The announcement came during the New Markets Tax Credit Coalition’s annual conference last week in Washington, D.C., amidst the final stages of the first year of the very contentious 113th Congress. With the expiration of the Credit looming at the end of this month, Rep. Richard Neal (D-Mass.), who sits on the House Ways and Means Committee, delivered a keynote address during the event and expressed his optimism that the New Markets Tax Credit would be extended, and would survive any efforts to reform the tax code, as well.

“I think the New Markets initiative, because it uses the code so skillfully, has a great standing on both sides of the aisle,” Neal said.

In addition to Rep. Neal’s keynote, the conference included presentations and panel discussions featuring Treasury Department officials, and industry experts, who offered their insights on prospects for tax reform in this Congress, as well as an investor roundtable, designed to provide conference participants with insight into investor views on the Credit. All of these discussions underscored the vital role of the New Markets Tax Credit in helping stimulate private investment in capital-starved communities, kick-starting their economies, revitalizing their neighborhoods and creating much-needed jobs in a way that might otherwise have been elusive, if not impossible.
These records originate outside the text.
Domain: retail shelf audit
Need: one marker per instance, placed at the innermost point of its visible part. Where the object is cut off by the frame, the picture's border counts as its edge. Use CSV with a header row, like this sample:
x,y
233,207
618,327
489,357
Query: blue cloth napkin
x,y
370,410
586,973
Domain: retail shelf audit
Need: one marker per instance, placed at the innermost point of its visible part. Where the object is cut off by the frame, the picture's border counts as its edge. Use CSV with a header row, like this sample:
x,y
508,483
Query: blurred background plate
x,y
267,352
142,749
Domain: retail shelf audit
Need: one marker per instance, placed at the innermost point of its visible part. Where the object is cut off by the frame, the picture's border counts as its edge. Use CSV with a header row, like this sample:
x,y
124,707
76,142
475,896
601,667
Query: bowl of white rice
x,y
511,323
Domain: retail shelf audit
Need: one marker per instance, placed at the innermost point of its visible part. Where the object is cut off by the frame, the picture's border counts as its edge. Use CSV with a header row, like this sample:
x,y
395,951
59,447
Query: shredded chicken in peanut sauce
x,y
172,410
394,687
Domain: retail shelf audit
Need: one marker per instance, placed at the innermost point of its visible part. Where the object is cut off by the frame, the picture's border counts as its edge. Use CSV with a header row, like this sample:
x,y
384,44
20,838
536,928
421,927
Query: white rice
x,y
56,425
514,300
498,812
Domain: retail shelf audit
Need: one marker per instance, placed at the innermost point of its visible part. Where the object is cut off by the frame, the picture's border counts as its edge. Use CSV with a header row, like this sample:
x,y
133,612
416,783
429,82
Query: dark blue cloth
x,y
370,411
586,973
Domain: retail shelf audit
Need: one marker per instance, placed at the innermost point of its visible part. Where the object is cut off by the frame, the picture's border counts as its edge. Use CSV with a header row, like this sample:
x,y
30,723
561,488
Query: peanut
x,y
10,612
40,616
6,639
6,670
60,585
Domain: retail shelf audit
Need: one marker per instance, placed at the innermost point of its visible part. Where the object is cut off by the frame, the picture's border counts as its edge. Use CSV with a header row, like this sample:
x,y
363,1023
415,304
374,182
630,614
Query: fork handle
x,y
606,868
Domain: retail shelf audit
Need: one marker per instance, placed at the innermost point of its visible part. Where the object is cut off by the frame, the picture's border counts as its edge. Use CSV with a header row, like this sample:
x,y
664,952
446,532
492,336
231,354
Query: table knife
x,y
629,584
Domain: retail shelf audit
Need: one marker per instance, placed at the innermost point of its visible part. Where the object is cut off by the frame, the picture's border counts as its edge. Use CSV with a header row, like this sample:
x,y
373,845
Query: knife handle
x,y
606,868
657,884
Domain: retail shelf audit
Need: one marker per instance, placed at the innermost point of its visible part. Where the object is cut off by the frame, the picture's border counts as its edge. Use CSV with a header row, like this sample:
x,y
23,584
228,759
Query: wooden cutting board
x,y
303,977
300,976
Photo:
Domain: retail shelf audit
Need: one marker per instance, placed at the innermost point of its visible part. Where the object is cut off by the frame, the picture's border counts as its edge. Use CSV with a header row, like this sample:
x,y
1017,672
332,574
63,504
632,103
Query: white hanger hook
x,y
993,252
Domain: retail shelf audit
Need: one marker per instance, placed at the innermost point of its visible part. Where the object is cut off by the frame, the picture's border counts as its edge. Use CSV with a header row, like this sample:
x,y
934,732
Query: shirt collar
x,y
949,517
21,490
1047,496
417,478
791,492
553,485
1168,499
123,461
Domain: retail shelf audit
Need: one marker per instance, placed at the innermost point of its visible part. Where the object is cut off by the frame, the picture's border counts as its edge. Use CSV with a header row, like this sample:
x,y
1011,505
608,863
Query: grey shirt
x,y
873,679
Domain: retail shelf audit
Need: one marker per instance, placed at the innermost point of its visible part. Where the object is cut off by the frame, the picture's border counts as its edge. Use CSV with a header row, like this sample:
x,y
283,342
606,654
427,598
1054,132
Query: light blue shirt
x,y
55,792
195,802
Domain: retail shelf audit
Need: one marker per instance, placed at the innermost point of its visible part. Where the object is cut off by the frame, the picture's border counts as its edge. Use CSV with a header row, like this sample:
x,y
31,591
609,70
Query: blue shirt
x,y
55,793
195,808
“In my experience, the New Markets Tax Credit enables impactful projects that otherwise would have no pathway to move forward, to come to fruition,” said Judith Kende, Senior Vice President of the Low Income Investment Fund, on a media call during the conference. “These projects create critical jobs, provide important goods and services and help transform low income communities.”

During the call, Clearinghouse CDFI President and CEO Doug Bystry underscored this point when he shared how his organization recently helped finance an expansion and renovation for Nevada’s largest animal shelter and adoption center.

“The planned construction of an eight-acre campus in the Las Vegas area will alleviate overcrowding by creating a new adoption center, as well as establishing an education wing within the administration building,” said Bystry. “The project will create over 100 construction jobs, as well as several new permanent employment opportunities and hundreds of volunteer opportunities for the surrounding communities. It will also provide important health and safety services to residents throughout Las Vegas and southern Nevada.”

Meanwhile, CEI Capital Management LLC CEO Charlie Spies painted a broader picture of his organization’s impact through the Credit.

“The New Markets Tax Credit has enabled us to provide over $700 million in funding for almost 80 businesses and economic development projects, in Maine and throughout rural America,” said Spies. “These investments led to the creation of nearly 7,000 jobs, helping create economically and environmentally healthy communities in which all people, especially those with low incomes, can reach their full potential.”

The current authorization for New Markets Tax Credit expires on December 31, 2013. Unless Congress acts to extend the NMTC, businesses and communities across the country will lose this important, and, in many instances, only source of capital.